A letter to my heart
Not only was I sobbing at various points throughout the book, but I even had a dream inspired by it that caused me to wake up crying. I can only remember one other time in my entire life that I have cried in my sleep. I'm still pretty shaken up about that. Reading Where I Want to Be was a startling and deeply moving experience, to say the least.
Instead of connecting with the characters, I felt like the book was speaking directly to me. I do not have a mentally ill sister, I have never lost a sibling, and all but one of my grandparents are alive and well (I never really knew the other grandparent). So my experiences are not at all similar to those of the characters in this book.
But I do have a sister. I do have grandparents. I have experienced loss. At their core, the relationships and feelings described in this book are something I can relate with deeply. Jane’s relationship with her grandparents inspired my dream and a previously unplanned visit to my grandparents’ house. As I read about Jane and Lily and their complex, raw relationship, tears were spilling down my face and I was internally blubbering, “I-I-I wa-a-ant to se-e-e m-m-my si-i-iste-e-r-r!” I felt such an overpowering need to see my family and hug them and tell them how much I love them.
I didn’t realize how invested I was in the book until about halfway through. It sort of snuck up on me. One minute I was reading normally and then the next thing I knew my heart was in a death-grip and I was struggling to see the words through my tears.
This isn’t just a book about grief. While there is that, and the characters do grapple with emotions surrounding a death, there is also much more here. It is a book about coming to terms with and accepting the people we love as they are, even if that is different from how we wish they were, and coming to terms with mixed feelings as a result of this reality. But really, it's even more than that, and it's never preachy. Adele so sensitively and accurately cuts to the heart of emotional issues and human experiences that I often wonder, does she have a secrete doctorate in psychology?

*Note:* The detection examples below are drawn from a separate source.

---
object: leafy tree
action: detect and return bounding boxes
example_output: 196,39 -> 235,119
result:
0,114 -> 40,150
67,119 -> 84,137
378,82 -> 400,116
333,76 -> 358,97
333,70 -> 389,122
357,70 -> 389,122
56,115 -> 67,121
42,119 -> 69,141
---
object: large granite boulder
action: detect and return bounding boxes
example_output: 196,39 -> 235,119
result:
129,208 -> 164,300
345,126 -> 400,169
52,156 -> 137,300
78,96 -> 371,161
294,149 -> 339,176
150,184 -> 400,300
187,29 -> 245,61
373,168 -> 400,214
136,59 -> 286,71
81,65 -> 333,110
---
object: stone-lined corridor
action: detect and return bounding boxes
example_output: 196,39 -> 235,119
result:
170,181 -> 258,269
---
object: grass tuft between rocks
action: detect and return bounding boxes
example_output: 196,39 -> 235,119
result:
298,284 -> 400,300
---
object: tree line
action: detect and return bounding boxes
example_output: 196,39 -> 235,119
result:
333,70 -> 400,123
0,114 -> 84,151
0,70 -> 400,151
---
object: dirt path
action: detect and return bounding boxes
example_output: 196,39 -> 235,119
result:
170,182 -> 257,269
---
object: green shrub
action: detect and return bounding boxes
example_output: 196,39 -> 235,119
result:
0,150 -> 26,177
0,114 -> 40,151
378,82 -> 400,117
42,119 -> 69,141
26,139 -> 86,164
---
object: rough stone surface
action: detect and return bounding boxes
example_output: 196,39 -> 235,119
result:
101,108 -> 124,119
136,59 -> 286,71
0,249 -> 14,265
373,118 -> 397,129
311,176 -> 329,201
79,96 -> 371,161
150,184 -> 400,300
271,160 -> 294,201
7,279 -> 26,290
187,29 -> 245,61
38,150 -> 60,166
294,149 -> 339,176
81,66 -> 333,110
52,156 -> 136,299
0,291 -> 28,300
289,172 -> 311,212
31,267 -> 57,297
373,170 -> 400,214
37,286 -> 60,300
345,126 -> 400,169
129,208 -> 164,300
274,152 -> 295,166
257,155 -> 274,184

I want to point out the page numbers again. One hundred sixty. That’s it. That this book contains such incredible weight, depth, and poignancy despite its tiny page count is a testament to Adele’s magnificent ability to write. Where I Want to Be will silence those who believe YA books are incapable of capturing the maturity or seriousness of adult literature. On a purely writing level, her sentences are the kind that make me to stop to consider their beauty and read aloud just to hear and feel them.
In another author’s hands I don’t think I would have enjoyed this book all that much. I didn’t particularly like the characters (though I want to wrap them all up in hugs to comfort and shelter them) and the plot didn’t grab me (remember, not my genre). In Adele’s hands, however, this book transcended its bounds and touched me at my core. Some books introduce you to characters you will cherish, others take you on adventures, and a rare few reach beyond the fictional world to affect who you are as a person. For me, Where I Want to Be is that latter gem.
If contemporary and sad books aren’t your thing, try not to automatically dismiss this book. I would have done that if I hadn’t already read and loved two of her other books, and I would have been missing out. For fans of the genre, I can’t imagine this book not soaring to the top of your list. Also worth mentioning, Adele was nominated for the National Book Award for Young People’s Literature for this book, and it is clear why.